# Cass Creek Bighorn Speaker?



## Ruthless (Nov 6, 2008)

I was thinking about making myself an E-caller when I ran across this Cass Creek Bighorn Speaker at Sportsmans Warehous for $39. It is an amplified speaker with 75' cord and plugs into almost any MP3 player.

Anybody here tried one


----------



## nosib (Dec 4, 2008)

cheap and looks like it would work.. hopefully someone knows about it that would be a good little machine.


----------



## Lardy (Oct 15, 2007)

I was wondering the same thing. I sent you a PM to a link that might help.


----------



## Ron Gilmore (Jan 7, 2003)

Funny you should bring this up! I was in Fleet Farm today checking out what predator calls they had in stock because of a sale they where running.

Guy had three in his cart and I asked how well they worked. He told me that he is using one with a small MP3 player and that these where for his hunting buddies. He said it worked well was clear, and loud and that temp did not seem to change the tone of the speaker. Battery life was good according to him, but I did not hear how long he said it would run.

He told me he bought a patch cord from Radio Shack that was 50 ft long and this allowed him to place the speaker 30 yards from him when he wants to control sound.

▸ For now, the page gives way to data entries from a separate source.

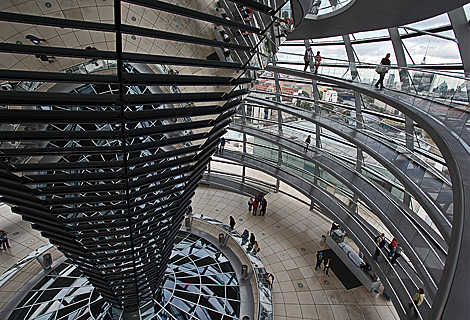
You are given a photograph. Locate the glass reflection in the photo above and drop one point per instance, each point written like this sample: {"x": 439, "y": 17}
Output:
{"x": 199, "y": 283}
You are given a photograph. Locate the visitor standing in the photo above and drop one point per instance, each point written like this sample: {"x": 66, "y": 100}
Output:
{"x": 327, "y": 266}
{"x": 392, "y": 246}
{"x": 378, "y": 241}
{"x": 222, "y": 145}
{"x": 4, "y": 239}
{"x": 255, "y": 207}
{"x": 382, "y": 70}
{"x": 418, "y": 300}
{"x": 250, "y": 204}
{"x": 264, "y": 204}
{"x": 232, "y": 222}
{"x": 307, "y": 142}
{"x": 245, "y": 236}
{"x": 317, "y": 62}
{"x": 319, "y": 260}
{"x": 269, "y": 278}
{"x": 256, "y": 247}
{"x": 397, "y": 254}
{"x": 252, "y": 241}
{"x": 308, "y": 58}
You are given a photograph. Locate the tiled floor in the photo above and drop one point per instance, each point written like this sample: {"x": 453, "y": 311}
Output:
{"x": 22, "y": 238}
{"x": 287, "y": 228}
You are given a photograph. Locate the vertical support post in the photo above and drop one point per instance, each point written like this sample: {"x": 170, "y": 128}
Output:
{"x": 316, "y": 102}
{"x": 404, "y": 79}
{"x": 459, "y": 22}
{"x": 279, "y": 119}
{"x": 244, "y": 139}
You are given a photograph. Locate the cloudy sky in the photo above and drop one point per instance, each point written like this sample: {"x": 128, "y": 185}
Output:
{"x": 439, "y": 51}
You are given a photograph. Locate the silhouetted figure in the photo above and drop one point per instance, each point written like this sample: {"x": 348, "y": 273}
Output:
{"x": 382, "y": 70}
{"x": 327, "y": 266}
{"x": 317, "y": 62}
{"x": 232, "y": 222}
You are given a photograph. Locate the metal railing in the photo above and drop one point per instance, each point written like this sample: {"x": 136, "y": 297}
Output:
{"x": 264, "y": 289}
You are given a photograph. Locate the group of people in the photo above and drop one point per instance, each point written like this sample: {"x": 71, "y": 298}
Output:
{"x": 326, "y": 263}
{"x": 4, "y": 240}
{"x": 260, "y": 203}
{"x": 308, "y": 57}
{"x": 222, "y": 146}
{"x": 394, "y": 247}
{"x": 253, "y": 244}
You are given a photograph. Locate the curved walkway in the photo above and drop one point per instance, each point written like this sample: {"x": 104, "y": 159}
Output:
{"x": 365, "y": 15}
{"x": 421, "y": 183}
{"x": 289, "y": 236}
{"x": 400, "y": 283}
{"x": 426, "y": 258}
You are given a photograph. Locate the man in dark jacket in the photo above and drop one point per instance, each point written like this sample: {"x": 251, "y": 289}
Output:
{"x": 382, "y": 70}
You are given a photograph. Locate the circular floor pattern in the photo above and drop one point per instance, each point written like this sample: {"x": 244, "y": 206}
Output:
{"x": 199, "y": 283}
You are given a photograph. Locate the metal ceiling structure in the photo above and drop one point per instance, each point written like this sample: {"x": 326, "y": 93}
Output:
{"x": 106, "y": 169}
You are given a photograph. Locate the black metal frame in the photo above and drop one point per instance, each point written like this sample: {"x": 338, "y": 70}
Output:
{"x": 105, "y": 180}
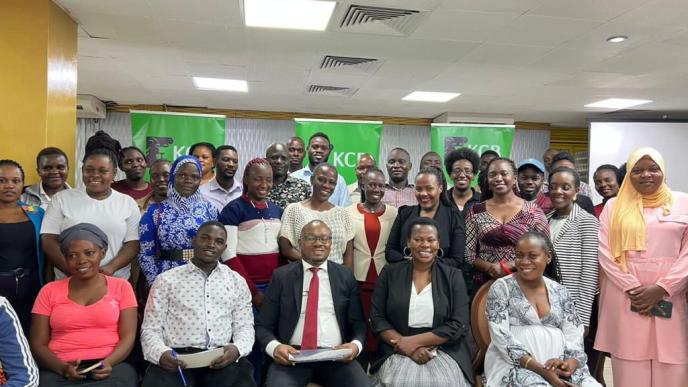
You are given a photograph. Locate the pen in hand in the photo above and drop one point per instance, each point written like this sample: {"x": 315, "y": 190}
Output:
{"x": 179, "y": 368}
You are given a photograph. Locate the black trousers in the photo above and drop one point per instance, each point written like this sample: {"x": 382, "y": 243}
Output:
{"x": 21, "y": 295}
{"x": 123, "y": 375}
{"x": 325, "y": 373}
{"x": 238, "y": 374}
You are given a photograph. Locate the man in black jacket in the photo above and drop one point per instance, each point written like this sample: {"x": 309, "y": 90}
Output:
{"x": 312, "y": 304}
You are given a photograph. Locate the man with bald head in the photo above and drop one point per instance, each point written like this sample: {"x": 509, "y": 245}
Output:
{"x": 297, "y": 152}
{"x": 286, "y": 189}
{"x": 313, "y": 303}
{"x": 431, "y": 159}
{"x": 365, "y": 162}
{"x": 398, "y": 191}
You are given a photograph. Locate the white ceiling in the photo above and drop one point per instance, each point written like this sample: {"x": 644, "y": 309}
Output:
{"x": 540, "y": 60}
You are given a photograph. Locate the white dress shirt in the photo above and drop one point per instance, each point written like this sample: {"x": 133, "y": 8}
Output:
{"x": 188, "y": 308}
{"x": 328, "y": 328}
{"x": 421, "y": 307}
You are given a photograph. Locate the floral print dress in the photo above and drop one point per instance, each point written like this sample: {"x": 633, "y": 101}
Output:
{"x": 516, "y": 331}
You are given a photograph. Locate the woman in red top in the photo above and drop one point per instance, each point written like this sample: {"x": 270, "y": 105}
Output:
{"x": 372, "y": 221}
{"x": 86, "y": 319}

I picked one up today and will try it over Christmas. I have a handheld that has an output jack that will fit.


----------



## Fallguy (Jan 23, 2004)

Ron

Let us know how that works. I have a similar little speaker with a long cord and an old MP3 player. I have downloaded some sounds that aren't on my PM-4 like magpie, hawks, etc. taht I might try in conjuction with hand calling.


----------



## Ron Gilmore (Jan 7, 2003)

Just got done hooking it up and ran it in the shop for a few minutes. Sound seems to be good. I am going to pick up the extra cord as well to see how well it works and if it affects the sound and volume as well. I have the coyote siren on the MP3 and I think this is going to be nice for using it as a locator call especially at night.


----------



## Coloyote (Dec 21, 2008)

Not very loud. My cheapy loudspeaker is louder


----------



## Ron Gilmore (Jan 7, 2003)

Well it worked OK with the cord that came with it. Not as loud as I thought it would be but adequate. Lost volume when I added the extra patch cord to the mix.

For someone that has an MP3 player and wants to start with this, it will work.


----------



## hometheater (Jan 10, 2009)

Fallguy said:


> Ron
> 
> Let us know how that works. I have a similar little speaker with a long cord and an old MP3 player. I have downloaded some sounds that aren't on my PM-4 like magpie, hawks, etc. taht I might try in conjuction with hand calling.


I am thinking about getting the PM4. How does the bighorn compare to it?


----------